Aging includes regular examples of this, a series of minor losses that are, I know, going to accumulate as I get older. I can’t really drink anymore. I need my sleep. Recovering from workouts can take a couple of days. My formerly steel-trap memory has a little sprinkling of rust. At some point, just as my mother did, I will need help to get out of a chair.
And instead of being a limitless timespan, with endless potential for adventure and change and experience – something I thrive on – my life now seems like a sponge that holds a certain, fixed amount of water. What can I wring out of it? Choices have to be made.
And, again, it seems to make less and less sense to care about a lot of things. Steve Jobs put it nicely: “Focusing is about saying no.” The latter part of one’s life, it turns out, is a time to focus.
I don’t care about the rise or fall of unions in the United States. I don’t care about Taylor Swift. I don’t care about trans rights. I don’t care about Gloria Steinem (who, incredibly, is still alive) or pirates in the Strait of Hormuz or the defense budget or the alleged effect of forever chemicals in the rain jacket I buy. I don’t care about Kate Middleton, or the effects of climate change on Greenland, or the ethics of Japanese internment camps in World War II.
So much of that stuff seems increasingly like white noise, pebbles in a can shaken in front of my face. As I wrote this, my phone, which is sitting on my desk next to my charging Apple Watch, a hang tag from Simms Fishing Products and my headphones, dinged to inform me of a piece about suicide rates among young adults.
The piece is larded with words like “imperative” and “urgency” and “mandate”. The writer, a “psychologist and author”, demands that I care. Off the top of my head, I can name four people I knew who killed themselves. One hanged herself. One blew his head off with a shotgun while watching hawks ride thermals. One shot himself in the head with a handgun. One, terminally ill, jumped from a window. They didn’t wait for death to arrive — they went out looking for it.

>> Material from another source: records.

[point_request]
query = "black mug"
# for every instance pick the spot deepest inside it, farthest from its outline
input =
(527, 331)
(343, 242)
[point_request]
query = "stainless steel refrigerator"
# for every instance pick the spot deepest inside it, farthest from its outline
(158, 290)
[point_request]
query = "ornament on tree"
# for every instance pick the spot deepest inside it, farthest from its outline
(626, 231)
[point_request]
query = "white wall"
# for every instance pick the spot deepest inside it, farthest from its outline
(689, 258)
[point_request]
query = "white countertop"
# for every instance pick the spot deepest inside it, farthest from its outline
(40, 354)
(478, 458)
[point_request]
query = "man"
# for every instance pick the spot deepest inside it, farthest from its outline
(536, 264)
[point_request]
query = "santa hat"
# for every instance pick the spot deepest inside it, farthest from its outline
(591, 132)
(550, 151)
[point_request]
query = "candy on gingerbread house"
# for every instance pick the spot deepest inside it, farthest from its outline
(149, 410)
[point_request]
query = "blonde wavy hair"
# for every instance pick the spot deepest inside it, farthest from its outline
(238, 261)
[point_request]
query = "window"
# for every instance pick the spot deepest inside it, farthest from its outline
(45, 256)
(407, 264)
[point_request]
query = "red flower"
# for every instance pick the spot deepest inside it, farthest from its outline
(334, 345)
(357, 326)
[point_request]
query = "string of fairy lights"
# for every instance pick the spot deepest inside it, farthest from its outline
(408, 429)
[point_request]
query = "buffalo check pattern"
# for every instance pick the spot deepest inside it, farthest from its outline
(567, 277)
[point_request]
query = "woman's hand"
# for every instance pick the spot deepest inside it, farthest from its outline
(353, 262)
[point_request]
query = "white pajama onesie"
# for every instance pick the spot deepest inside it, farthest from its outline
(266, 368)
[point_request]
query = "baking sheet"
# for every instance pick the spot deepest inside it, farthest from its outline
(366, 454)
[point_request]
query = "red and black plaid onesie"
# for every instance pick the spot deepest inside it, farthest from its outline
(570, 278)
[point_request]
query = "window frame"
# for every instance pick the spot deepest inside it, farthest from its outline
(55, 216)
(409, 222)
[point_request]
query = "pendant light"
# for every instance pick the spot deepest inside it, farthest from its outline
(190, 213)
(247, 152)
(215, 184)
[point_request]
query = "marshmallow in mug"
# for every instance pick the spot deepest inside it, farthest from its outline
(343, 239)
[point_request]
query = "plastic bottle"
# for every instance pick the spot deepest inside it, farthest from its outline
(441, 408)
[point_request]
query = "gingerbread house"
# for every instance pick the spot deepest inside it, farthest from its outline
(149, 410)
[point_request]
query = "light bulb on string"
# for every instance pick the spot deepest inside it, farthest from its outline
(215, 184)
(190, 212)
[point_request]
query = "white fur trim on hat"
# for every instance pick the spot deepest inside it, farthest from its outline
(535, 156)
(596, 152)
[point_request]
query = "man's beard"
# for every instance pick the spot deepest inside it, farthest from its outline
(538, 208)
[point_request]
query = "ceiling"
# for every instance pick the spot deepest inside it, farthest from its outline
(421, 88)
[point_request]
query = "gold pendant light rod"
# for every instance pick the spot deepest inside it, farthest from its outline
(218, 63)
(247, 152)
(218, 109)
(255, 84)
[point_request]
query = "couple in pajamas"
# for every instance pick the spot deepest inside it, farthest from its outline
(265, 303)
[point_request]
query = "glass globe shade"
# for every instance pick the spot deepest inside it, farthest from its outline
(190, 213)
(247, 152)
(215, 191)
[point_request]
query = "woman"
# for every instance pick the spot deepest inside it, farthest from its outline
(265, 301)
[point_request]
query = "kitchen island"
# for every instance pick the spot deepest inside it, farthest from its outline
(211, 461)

Suicide is horrible beyond belief – I know from personal experience. It doesn’t matter. In ten minutes, I could easily find twenty similar pieces, all demanding my attention, my money, my belief, my support. There’s always, always an ask. And at my age, this has been going on, with increasing intensity, for forty-plus years. I. No. Longer. Care. I have to prioritize. Focus.
I care about writing well, and getting better at it. Shorter sentences, taking more chances with topics, relying less on the Big Finish.
I care about how I feel when I get up in the morning, and why. Hint: get enough sleep.
I care about the people I care about – being a comfort to them when they need it, being a steady and reliable friend, being careful with my words, making sure they know how much they mean to me.
I care about figuring out how to fly fish from the beach effectively and safely – dealing with wind, waves, shifting sand and those stripers I’m chasing.
I care about that flickering flame of ambition and desire, and why it sometimes seems very low at 3 AM.
I care about doing everything I can now to ensure that my old age, assuming I get to have one, is as secure and healthy and peaceful as possible.
I care about keeping my day-to-day life running reasonably smoothly. We’re out of oatmeal, dish soap, Claritin. I have to figure out how to handle the grass that’s invading the garden. I need to redo the invoice for that law firm in Santa Monica.
But right now, Koda is jumping around in the back yard, barking and whining. He’s restless, and badly needs to be taken on a long walk. I’m going to oblige him. We’re going to tramp up and down hills. He’s going to cover himself in mud. I’m going to burn calories, think about writing, women, my daughters, the weather. And probably, for at least an instant, I’m going to think about that little cemetery, and the even smaller piece of it that will be mine.